The well-known "Bernstein polynomials" on the interval [0,1] are defined as
$$ B_{N,i}(x)=\binom{n}{i}x^{i}(1-x)^{n-i}, \ \ i=0,...,N. $$ My question is about advantage of these polynomials in approximation theory:

If fact, all of $B_{N,i}(x),\ \ i=0,...,n$ are polynomials exactly degree $n$, i.e. $$ B_{N,0}(x)=(1-x)^{n},\ ...., B_{N,N}(x)=x^n, $$
but in other polynomials such as Legendre polynomials the n-th polynomial is of degree $n$. Is it an advantage of Bernestion polynomials that every of them is exactly degree n?

Answer 1

I assume your question is about the advantage of Bernstein polynomials compared with Legendre polynomials.

For numerical applications, there is no advantage. The convergence speed of Bernstein polynomials for continuous function approximation is very bad!

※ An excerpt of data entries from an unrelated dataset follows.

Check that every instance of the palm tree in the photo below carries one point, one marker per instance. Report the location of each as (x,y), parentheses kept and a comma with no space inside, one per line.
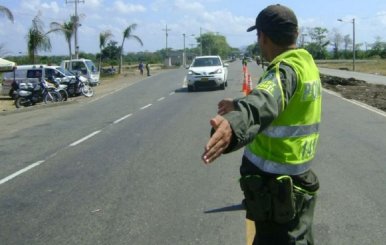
(67,29)
(37,39)
(127,34)
(6,12)
(103,38)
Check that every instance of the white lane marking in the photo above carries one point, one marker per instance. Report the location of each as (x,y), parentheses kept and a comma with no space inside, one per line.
(20,172)
(358,103)
(146,106)
(85,138)
(122,118)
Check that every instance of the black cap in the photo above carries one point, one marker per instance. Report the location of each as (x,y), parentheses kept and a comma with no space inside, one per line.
(276,19)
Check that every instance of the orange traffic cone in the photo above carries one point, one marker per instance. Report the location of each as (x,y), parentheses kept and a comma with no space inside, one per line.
(249,89)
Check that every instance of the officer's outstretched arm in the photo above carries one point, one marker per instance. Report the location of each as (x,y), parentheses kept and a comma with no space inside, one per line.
(219,141)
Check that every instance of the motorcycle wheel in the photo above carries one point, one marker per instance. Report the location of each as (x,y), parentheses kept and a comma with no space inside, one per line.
(52,96)
(64,94)
(22,102)
(87,91)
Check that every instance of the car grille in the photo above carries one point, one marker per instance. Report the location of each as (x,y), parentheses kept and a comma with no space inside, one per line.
(209,83)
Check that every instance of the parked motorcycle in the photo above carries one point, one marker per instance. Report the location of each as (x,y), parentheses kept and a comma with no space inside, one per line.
(79,85)
(60,88)
(31,93)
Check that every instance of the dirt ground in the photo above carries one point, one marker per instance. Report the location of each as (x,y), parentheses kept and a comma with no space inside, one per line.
(371,94)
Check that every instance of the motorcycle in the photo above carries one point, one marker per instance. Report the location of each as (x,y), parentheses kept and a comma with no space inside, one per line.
(31,93)
(60,88)
(78,85)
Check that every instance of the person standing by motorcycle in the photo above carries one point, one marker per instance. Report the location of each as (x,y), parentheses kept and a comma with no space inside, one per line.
(278,123)
(140,67)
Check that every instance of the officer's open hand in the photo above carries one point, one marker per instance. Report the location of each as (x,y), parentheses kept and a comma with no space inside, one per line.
(219,141)
(225,106)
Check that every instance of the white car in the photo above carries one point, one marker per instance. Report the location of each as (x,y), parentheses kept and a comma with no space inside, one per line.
(207,71)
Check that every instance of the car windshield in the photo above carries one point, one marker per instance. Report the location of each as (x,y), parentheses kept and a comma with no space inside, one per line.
(199,62)
(65,71)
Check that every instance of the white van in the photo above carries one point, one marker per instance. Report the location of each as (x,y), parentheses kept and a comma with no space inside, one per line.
(32,73)
(84,67)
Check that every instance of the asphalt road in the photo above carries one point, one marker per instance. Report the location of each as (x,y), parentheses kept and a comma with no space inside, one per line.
(126,169)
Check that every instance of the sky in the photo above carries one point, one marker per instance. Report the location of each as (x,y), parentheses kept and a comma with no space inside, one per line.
(229,18)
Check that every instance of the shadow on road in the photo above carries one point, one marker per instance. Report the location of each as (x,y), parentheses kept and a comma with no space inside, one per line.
(232,208)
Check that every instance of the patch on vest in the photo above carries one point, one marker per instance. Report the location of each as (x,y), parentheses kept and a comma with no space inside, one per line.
(311,90)
(268,84)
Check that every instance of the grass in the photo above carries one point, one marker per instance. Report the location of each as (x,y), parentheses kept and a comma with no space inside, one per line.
(376,66)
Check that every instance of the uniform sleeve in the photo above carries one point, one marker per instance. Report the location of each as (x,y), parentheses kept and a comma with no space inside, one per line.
(255,112)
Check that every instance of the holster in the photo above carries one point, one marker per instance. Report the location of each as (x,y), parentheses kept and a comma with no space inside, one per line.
(269,198)
(283,199)
(257,197)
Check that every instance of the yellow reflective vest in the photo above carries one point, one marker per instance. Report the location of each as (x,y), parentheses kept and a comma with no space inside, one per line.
(289,144)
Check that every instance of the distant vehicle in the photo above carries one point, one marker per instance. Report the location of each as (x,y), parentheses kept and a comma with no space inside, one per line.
(83,67)
(27,73)
(206,72)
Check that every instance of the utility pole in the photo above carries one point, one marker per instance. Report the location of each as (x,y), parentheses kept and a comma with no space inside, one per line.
(166,33)
(200,41)
(76,25)
(184,53)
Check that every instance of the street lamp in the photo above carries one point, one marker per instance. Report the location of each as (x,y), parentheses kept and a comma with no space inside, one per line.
(353,41)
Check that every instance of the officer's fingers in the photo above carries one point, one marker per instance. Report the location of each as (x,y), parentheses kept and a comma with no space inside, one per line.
(214,152)
(216,121)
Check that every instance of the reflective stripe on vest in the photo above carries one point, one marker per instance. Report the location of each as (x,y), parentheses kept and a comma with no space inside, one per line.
(274,167)
(290,131)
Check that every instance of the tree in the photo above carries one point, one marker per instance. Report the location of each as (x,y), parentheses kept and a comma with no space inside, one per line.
(67,29)
(4,10)
(127,34)
(336,40)
(37,39)
(318,44)
(103,38)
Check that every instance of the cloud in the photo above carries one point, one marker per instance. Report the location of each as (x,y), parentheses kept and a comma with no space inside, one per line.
(189,6)
(122,7)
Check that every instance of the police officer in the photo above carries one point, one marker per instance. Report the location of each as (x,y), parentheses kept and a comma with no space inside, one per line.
(278,123)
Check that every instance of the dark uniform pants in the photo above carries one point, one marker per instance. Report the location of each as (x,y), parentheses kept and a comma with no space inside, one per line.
(296,232)
(282,214)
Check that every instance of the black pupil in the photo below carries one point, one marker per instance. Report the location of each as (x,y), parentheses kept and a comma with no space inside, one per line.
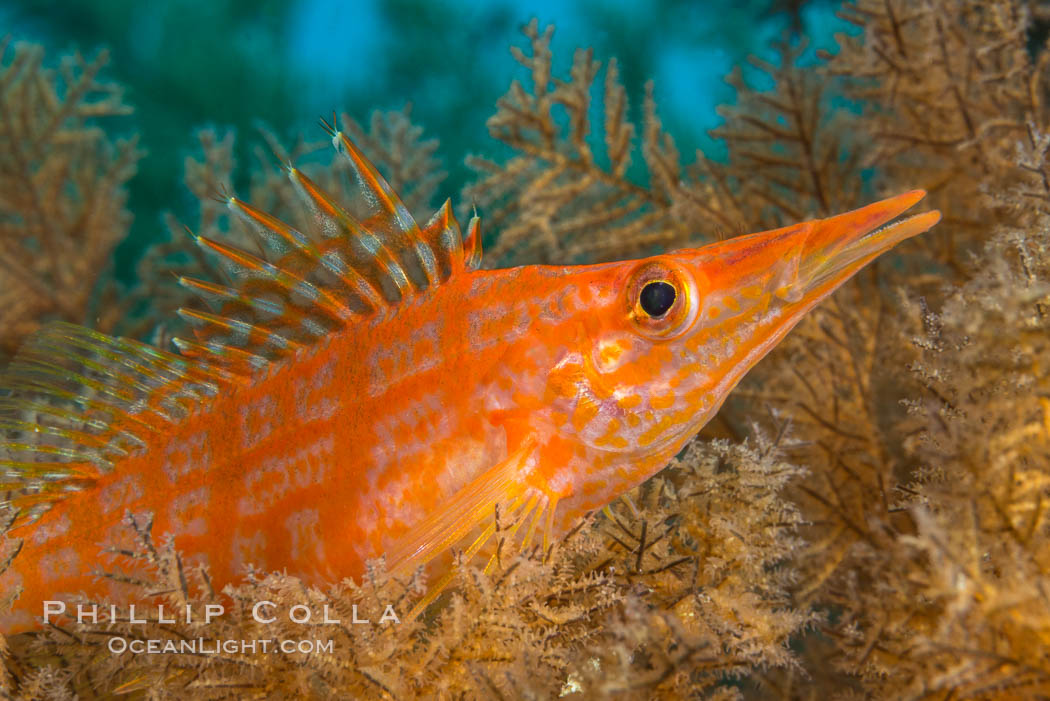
(656,298)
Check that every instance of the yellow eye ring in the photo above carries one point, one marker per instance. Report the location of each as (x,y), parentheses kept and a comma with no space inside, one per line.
(662,299)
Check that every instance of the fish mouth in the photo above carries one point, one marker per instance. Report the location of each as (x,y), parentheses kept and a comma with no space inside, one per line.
(836,248)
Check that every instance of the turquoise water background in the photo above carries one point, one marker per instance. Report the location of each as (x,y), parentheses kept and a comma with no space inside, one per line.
(188,64)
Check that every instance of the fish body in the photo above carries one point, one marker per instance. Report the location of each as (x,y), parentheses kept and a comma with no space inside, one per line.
(426,393)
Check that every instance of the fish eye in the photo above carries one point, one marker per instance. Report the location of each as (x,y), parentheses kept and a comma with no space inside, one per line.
(656,298)
(662,298)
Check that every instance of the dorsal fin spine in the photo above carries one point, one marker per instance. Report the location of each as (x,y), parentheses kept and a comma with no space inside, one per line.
(256,335)
(292,283)
(326,207)
(471,246)
(331,260)
(238,363)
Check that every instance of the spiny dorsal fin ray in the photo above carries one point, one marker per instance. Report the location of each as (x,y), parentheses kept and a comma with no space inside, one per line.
(74,400)
(369,251)
(319,278)
(471,247)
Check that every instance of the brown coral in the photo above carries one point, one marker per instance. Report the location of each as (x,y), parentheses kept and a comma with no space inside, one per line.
(61,187)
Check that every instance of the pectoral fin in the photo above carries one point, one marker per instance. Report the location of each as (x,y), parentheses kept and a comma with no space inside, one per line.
(455,519)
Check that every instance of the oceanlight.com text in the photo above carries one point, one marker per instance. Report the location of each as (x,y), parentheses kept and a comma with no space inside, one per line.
(119,645)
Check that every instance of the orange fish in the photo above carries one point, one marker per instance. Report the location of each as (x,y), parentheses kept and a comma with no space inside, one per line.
(368,390)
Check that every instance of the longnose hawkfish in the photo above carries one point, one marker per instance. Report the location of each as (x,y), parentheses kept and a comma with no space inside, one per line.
(364,388)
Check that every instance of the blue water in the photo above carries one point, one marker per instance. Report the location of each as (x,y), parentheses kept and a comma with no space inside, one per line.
(231,63)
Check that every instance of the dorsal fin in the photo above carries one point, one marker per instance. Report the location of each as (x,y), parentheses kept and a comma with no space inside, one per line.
(74,400)
(339,270)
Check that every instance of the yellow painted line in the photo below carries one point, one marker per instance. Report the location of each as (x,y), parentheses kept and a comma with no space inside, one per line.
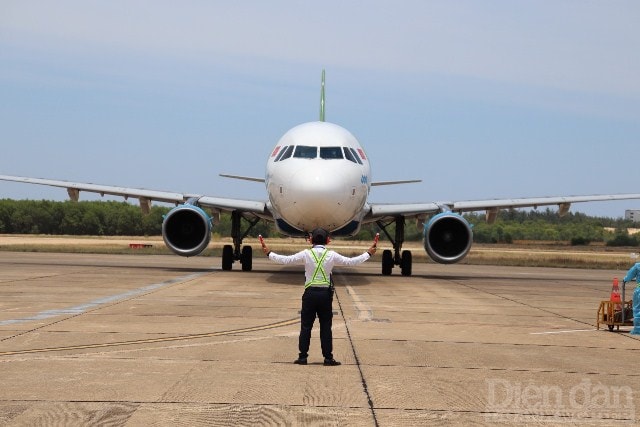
(154,340)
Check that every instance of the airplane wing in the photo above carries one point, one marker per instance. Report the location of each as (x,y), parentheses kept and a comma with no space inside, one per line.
(146,196)
(491,206)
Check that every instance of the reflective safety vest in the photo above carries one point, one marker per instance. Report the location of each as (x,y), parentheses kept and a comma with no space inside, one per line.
(320,278)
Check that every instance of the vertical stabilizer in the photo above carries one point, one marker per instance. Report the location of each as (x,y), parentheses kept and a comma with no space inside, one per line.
(322,98)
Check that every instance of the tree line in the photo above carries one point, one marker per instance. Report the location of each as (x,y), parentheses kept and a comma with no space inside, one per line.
(111,218)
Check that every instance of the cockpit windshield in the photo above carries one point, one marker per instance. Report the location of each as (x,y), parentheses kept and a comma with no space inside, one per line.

Usually, Bernstein polynomials are introduced in approximation theory lectures to prove the theorem of Weierstraß:

For each $f \in C[a, b]$ and each $\varepsilon > 0$ there is a polynomial $p$ so that $\|f − p\|_{\infty} < \varepsilon$.

The proof uses the fact that the Bernstein polynomials form a Korovkin sequence.

For practical applications, the Chebyshev polynomials are much more important than the Bernstein or Legendre polynomials.